The designer recounted his design process which included research, material knowledge, engineering, production, trend observation, taking into account customers’ needs/aspirations, costing, merchandising but not necessarily in that order. The materials that Yong uses are based on the characteristics that will fit into the beauty, functionality and productivity aspects of his designs. Some of the materials he uses include wood, metal, upholstery, marble, leather and stones.

One of Yong’s many memorable designs, Bipod, is a project prompted by the 2004 Indian Ocean tsunami where he investigated the issue of giving the high number of deceased a proper burial in face of such calamity. He had to solve the problem of the production of a large number of coffins within a short time frame with criterias such as light weight, easy and cost effective to ship and handle. The result was to use recycled fibre chips mixed with resin to create a thin layer of skin that can be stamped to produce one half of a capsule; putting two together completes a coffin.

Yong found meaning and purpose in designing objects that are more than just a piece of furniture, but that which leaves a big impact in helping the world as an industrial designer. The Bipod won the renowned Red Dot Best Concept award in 2006. Two years later, he received the President’s Design Award, Singapore’s most prestigious accolade for design where he was recognised as “the most promising Young Designer on the international scene”. He was the first industrial designer to have won this highest honour available for a Singaporean designer.
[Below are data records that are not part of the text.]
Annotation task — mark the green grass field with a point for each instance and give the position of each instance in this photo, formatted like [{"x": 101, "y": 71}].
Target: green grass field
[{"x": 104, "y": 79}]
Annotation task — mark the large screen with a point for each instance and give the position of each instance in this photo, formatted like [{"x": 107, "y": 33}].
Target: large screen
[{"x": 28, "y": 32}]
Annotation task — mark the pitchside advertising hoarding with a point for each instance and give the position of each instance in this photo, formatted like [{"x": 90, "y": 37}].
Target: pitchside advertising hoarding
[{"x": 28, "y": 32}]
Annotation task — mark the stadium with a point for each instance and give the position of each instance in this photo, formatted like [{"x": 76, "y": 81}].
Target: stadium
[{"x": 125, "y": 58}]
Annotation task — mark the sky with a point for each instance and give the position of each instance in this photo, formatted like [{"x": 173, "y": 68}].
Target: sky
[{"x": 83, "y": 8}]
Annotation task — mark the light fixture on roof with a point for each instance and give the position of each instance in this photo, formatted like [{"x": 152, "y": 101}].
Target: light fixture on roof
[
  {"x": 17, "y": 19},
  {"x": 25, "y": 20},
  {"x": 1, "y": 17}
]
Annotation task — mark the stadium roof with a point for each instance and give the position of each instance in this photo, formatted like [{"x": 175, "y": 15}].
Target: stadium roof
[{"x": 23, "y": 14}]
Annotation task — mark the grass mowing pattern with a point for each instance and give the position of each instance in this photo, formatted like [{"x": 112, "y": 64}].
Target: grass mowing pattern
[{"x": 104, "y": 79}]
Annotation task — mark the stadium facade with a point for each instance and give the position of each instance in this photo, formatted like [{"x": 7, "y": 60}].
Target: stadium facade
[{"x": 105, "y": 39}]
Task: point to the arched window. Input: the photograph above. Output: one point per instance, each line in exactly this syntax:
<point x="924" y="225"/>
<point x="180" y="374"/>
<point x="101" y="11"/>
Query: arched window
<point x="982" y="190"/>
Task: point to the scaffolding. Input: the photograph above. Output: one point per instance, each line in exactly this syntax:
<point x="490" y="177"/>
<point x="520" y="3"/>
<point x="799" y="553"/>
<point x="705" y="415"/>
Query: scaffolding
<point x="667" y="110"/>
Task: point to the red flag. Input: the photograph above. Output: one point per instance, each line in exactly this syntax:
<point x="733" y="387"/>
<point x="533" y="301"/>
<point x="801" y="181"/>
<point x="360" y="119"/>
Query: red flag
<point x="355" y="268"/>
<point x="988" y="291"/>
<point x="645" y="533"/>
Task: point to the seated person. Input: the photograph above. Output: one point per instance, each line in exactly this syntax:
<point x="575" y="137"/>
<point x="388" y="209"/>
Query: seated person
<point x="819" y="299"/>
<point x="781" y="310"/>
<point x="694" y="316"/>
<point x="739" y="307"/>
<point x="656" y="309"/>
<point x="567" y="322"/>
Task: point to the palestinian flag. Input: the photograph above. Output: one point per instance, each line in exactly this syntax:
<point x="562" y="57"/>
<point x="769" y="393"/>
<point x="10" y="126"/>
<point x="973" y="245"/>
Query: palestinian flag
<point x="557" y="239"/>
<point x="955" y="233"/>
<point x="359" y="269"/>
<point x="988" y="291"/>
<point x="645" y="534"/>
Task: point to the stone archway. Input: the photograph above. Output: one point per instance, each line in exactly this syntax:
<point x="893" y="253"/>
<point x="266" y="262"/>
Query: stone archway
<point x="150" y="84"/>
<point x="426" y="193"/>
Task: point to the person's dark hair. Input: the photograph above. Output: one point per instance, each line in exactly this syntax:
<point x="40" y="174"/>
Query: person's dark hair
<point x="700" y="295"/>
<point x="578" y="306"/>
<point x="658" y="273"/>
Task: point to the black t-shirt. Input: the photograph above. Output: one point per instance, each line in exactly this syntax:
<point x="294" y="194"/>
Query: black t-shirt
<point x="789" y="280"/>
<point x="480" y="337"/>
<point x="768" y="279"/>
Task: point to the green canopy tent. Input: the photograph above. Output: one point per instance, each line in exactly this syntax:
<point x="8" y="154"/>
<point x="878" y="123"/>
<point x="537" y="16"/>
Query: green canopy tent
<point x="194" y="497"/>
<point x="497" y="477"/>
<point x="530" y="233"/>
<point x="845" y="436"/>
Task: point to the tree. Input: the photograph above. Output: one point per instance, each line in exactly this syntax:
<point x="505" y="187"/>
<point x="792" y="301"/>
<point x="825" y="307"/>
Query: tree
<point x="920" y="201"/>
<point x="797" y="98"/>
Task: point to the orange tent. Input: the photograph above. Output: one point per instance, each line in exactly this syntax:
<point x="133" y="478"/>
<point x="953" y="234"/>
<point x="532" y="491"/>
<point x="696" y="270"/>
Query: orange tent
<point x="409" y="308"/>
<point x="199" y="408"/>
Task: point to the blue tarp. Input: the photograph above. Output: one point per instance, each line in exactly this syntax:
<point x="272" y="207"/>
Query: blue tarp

When asked about his favourite project, Yong names his LINE collection as it seems simple for most people but with many unseen technical aspects to the design. The LINE collection is designed to be discreet without compromising the simplicity of it looking from the outside. Some parts of the collection is made of solid wood that expand and warp without proper support, the challenge for Yong was to design a sturdy furniture that is also elegant. This collection is the epitome of Yong’s beautiful designs that is also highly functional and practical. The elegant LINE console cleverly hides the unsightly wires and electronic consoles yet allows infrared activity through the louvres, giving users control of their appliances. Another reason why LINE is Yong’s favourite project is because this collection launched his career in the US; Design Within Reach bought the design, developed more cabinets with Yong that became their best sellers for the past six years.

The latest collection from the Yong is named The Constellation. It is an exploration of simple shapes and lines that is inspired by 20’s modernism. There is a stripping down of constructions and materials used but there are also parts that he uses brass and velvet that lend itself to romanticism. Yong looks at it as a somber collection in our time reflecting the world finance climate yet there are still elements of luxury, materials that has good patina when used to make it a positive and refreshing collection.

Yong’s methodology has provided his designs commercial success and longevity in the market. His works are sold internationally to brands such as Design Within Reach in the US, and to companies from Australia, Korea and Japan.

Yong has a retail business in Singapore by the name of GRAFUNKT which he had co-founded with a partner. The company imports international brands like Hay, Ton, & Tradition, Menu etc and is the sole distributor for French brand Ligne Roset and the Japanese Conde House in Singapore. Yong also created a brand called FOLKS furniture which he licence with a factory in Singapore. NATHAN YONG DESIGN on the other hand is a design and strategy consultancy that helps companies with furniture design collection to be launched worldwide. His clients include Living Divani and Gebruder Thonet Vienna from Italy, Design Within Reach from US, Ligne Roset from France and Ethnicraft from Belgium, etc.

In the pipeline is the impending launch of NATHAN YONG, Yong’s eponymous brand. This is scheduled for next year with full collections of furniture including sofas, consoles, table and chairs. Providing some hints of what is to be expected, Yong shared that they are reflections of inspirations from the Asian vernacular.